Background

Iridoviruses are large DNA viruses (~120–200 nm in diameter) that replicate in the cytoplasm of infected cells. Iridovirus genomes are circularly permuted and terminally redundant, and range in size from 105 to 212 kbp [1, 2]. The family Iridoviridae is currently subdivided into five genera:Chloriridovirus, Iridovirus, Lymphocystivirus, Megalocytivirus, and Ranavirus [3].

Iridoviruses have been found to infect invertebrates and poikilothermic vertebrates, including amphibians, reptiles, and fish [4]. Iridovirus infections produce symptoms that range from subclinical to very severe, which may also result in significant mortality [59]. The high pathogenicity associated with some members of the iridovirus family has had a significant impact on modern aquaculture, fish farming, and wildlife conservation. For example, systemic iridovirus infections have been found in economically important freshwater and marine fish species worldwide. In addition, iridovirus infections have been implicated in amphibian population declines, representing a set of emerging infectious diseases whose spread has been accelerated by human activities [1014].

Despite the economic and ecological significance of iridoviruses, very little is currently known about their molecular biology. One approach towards gaining a deeper understanding of iridoviral pathogenesis is to investigate the core set of essential genes conserved among all members of the family. The genomes of twelve iridoviruses, including at least one from each genus, have been completely sequenced (Table 1). According to the previously published annotations, these genomes contained only 19 core genes associated with a variety of viral activities: transcriptional regulation, DNA metabolism, protein modification, and viral structure. Definition of this core set of genes also highlights those genes that are conserved across some, but not all, genera, and unique genes found within a single species. These non-core genes may be involved in specific virus-host interactions, enhancement of virus replication, and augmented pathogenesis in certain species.
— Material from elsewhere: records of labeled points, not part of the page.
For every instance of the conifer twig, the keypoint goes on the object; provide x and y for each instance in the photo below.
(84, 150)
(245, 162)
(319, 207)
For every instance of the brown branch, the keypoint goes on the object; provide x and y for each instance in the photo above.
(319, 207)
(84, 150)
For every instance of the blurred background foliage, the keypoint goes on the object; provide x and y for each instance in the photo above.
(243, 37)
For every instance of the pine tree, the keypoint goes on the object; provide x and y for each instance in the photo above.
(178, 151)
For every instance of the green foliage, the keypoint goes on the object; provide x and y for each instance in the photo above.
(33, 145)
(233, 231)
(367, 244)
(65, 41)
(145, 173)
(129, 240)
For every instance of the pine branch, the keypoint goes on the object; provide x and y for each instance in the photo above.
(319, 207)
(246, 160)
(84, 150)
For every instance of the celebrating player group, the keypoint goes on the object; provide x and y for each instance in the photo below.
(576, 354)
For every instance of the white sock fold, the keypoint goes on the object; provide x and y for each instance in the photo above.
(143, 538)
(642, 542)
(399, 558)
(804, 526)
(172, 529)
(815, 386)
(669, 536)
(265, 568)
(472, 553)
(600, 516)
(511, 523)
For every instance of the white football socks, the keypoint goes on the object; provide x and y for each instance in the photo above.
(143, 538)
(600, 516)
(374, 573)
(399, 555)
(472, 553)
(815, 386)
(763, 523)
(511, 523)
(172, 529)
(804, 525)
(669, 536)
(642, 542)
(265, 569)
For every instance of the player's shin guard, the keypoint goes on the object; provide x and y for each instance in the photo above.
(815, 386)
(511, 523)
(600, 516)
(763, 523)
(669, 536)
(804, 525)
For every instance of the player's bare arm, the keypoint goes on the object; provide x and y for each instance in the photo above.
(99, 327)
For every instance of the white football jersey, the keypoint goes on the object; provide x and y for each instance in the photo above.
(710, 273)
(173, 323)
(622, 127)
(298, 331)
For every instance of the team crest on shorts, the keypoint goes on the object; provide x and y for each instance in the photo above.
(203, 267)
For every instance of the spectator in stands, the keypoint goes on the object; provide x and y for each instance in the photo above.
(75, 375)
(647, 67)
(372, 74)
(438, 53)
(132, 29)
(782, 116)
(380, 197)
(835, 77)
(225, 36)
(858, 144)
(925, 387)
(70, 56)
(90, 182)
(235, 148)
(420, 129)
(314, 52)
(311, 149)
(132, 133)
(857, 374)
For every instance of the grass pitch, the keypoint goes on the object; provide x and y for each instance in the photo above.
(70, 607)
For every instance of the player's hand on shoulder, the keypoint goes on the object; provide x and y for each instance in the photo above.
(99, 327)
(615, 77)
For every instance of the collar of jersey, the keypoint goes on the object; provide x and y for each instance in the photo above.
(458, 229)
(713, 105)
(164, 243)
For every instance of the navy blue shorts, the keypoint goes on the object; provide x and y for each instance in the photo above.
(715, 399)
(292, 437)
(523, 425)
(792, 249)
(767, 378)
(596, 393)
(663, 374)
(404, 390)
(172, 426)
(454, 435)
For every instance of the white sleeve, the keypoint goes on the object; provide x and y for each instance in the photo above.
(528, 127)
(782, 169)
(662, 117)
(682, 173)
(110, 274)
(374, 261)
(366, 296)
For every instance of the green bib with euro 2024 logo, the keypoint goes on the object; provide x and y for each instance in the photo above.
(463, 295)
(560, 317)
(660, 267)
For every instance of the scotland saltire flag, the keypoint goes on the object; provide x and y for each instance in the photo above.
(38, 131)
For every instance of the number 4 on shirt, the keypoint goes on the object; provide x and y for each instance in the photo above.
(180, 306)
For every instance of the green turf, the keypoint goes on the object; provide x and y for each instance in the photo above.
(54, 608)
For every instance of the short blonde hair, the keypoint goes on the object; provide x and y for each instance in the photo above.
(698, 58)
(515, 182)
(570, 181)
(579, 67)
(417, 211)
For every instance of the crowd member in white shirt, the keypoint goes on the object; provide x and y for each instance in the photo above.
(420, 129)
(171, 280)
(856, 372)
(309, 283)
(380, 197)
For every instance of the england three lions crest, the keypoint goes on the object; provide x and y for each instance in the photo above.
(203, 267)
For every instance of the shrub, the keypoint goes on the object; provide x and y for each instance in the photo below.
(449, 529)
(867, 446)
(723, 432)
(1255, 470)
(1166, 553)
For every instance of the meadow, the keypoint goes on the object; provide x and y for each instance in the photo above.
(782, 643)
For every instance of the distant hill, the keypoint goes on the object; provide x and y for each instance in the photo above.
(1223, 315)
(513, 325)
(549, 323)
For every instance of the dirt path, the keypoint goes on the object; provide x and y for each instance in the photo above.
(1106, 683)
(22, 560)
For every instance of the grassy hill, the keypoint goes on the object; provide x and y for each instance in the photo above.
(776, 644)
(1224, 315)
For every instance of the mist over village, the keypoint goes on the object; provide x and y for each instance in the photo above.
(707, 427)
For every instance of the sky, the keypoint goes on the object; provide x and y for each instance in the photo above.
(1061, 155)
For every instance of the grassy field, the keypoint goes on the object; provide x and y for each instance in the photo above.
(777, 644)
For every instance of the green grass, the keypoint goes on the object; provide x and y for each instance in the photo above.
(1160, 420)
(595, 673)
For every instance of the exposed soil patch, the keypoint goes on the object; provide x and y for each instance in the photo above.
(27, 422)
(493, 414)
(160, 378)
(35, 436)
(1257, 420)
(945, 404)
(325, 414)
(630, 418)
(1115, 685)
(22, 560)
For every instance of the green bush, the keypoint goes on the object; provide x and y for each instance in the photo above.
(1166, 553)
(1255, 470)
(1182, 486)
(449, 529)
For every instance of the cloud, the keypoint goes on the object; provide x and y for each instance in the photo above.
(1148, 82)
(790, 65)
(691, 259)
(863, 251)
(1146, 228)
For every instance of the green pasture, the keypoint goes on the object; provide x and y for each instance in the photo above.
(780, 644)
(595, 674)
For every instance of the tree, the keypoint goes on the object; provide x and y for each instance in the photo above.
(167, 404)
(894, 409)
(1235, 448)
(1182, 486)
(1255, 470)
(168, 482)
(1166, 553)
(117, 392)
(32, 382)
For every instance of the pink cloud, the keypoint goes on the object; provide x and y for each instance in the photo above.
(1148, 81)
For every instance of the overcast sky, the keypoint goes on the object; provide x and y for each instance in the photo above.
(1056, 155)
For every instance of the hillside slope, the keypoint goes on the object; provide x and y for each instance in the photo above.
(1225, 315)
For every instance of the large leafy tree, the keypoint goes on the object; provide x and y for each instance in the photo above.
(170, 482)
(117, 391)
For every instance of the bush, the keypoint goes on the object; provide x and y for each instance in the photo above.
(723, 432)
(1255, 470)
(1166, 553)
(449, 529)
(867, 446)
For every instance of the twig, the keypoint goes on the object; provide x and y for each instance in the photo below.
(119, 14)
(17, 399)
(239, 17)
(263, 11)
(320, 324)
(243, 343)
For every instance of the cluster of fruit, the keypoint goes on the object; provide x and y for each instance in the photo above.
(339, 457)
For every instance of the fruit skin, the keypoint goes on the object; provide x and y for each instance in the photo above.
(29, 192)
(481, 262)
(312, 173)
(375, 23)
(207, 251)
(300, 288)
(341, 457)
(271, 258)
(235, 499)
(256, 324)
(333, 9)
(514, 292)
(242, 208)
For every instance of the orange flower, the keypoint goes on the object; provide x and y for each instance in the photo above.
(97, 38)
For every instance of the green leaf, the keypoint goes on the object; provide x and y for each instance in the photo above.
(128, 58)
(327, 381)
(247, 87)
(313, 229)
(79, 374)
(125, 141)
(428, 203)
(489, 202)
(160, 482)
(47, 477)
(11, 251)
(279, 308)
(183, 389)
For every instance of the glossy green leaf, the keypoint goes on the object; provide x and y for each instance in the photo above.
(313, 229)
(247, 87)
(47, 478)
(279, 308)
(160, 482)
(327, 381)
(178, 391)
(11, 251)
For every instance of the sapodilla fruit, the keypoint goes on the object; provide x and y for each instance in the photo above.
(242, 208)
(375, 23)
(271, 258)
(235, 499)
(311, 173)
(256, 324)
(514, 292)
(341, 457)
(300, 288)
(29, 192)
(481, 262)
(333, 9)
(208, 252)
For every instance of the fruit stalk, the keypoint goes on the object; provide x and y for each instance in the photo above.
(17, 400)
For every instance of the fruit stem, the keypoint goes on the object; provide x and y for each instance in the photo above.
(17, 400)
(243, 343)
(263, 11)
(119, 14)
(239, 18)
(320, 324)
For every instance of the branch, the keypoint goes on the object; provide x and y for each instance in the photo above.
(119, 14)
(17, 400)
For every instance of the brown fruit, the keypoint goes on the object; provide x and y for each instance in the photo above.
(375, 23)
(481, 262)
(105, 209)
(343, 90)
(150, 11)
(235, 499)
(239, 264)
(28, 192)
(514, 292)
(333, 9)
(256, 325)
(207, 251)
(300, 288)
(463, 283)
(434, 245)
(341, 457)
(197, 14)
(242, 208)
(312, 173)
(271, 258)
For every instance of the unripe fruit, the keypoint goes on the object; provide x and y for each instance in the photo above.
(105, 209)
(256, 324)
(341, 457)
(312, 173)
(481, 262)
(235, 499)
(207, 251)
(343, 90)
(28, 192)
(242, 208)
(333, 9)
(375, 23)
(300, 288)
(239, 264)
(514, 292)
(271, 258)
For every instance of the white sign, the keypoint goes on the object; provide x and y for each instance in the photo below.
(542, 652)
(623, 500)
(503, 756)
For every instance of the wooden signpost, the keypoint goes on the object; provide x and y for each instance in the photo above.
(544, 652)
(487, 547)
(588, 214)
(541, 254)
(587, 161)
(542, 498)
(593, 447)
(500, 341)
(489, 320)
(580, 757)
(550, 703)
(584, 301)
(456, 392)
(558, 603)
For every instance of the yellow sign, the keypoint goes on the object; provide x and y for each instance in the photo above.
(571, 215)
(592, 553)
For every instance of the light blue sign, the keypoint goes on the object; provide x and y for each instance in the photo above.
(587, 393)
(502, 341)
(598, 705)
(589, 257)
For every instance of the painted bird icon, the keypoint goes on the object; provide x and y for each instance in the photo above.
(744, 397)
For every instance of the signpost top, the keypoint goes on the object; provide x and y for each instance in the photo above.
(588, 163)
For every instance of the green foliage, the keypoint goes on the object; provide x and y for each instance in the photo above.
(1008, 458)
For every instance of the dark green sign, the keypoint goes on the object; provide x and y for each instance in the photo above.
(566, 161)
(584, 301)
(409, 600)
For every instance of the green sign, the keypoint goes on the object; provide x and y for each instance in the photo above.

Table 1 Iridovirus Genomes

Despite the growing number of sequenced iridovirus genomes, no systematic comparative genomic analysis of the family has yet been performed. Thus, annotation of these genomes has been performed without standardization and has so far been guided primarily by the position of start/stop codons rather than the presence of homologous sequences. As a result, some long overlapping potential ORFs have been automatically designated as coding sequences, and smaller homologous ORFs overlooked. In this paper, we have taken a comparative genomics approach to re-examine the annotation of all twelve iridovirus genomes, using the Viral Orthologous Clusters (VOCs) [15] and Viral Genome Organizer (VGO) [16] software. These re-annotated genomes were then analysed further, both to define the core set of iridovirus genes more accurately, and to provide a deeper understanding into the phylogenetic relationship between individual iridovirus species.

Results & discussion

Re-annotation of Iridovirus genomes

One objective of this project was to demonstrate the application of comparative genomics to annotating viral genomes, particularly those that have been poorly characterized experimentally. In an earlier study, we utilized comparative genomics to identify previously unannotated small viral ORFs in the Poxviridae [17]. Here, we focused our analysis on the Iridoviridae family, which represents a challenge in genome annotation since there is little experimental evidence available to confirm gene expression. Another problem is that iridovirus promoter elements have not been well characterized, and thus cannot be used as a reliable criterion for assigning ORFs. These combined factors made previous iridovirus gene annotation a somewhat arbitrary process, resulting in closely related iridovirus species with dramatic differences in their genomic annotations. Therefore, we decided to analyse all members of this family using a standardized comparative genomics approach, using the fact that ORFs that are conserved in more than one divergent species are likely to be functional genes.

Analysis was begun with the Megalocytivirus genus, which contains three sequenced genomes: infectious spleen and kidney necrosis virus (ISKNV), rock bream iridovirus (RBIV), and orange-spotted grouper iridovirus (OSGIV). These three viruses display a co-linear arrangement of genes with an overall DNA sequence identity of greater than 90%. In the analysis of this genus, differences in gene content were examined in detail. Dotplots were used to determine presence of orthologous DNA and a variety of BLAST searches and the VGO genome visualization software were used to determine the reason (frameshifts, extra stop codons) behind the apparent absence of some ORFs.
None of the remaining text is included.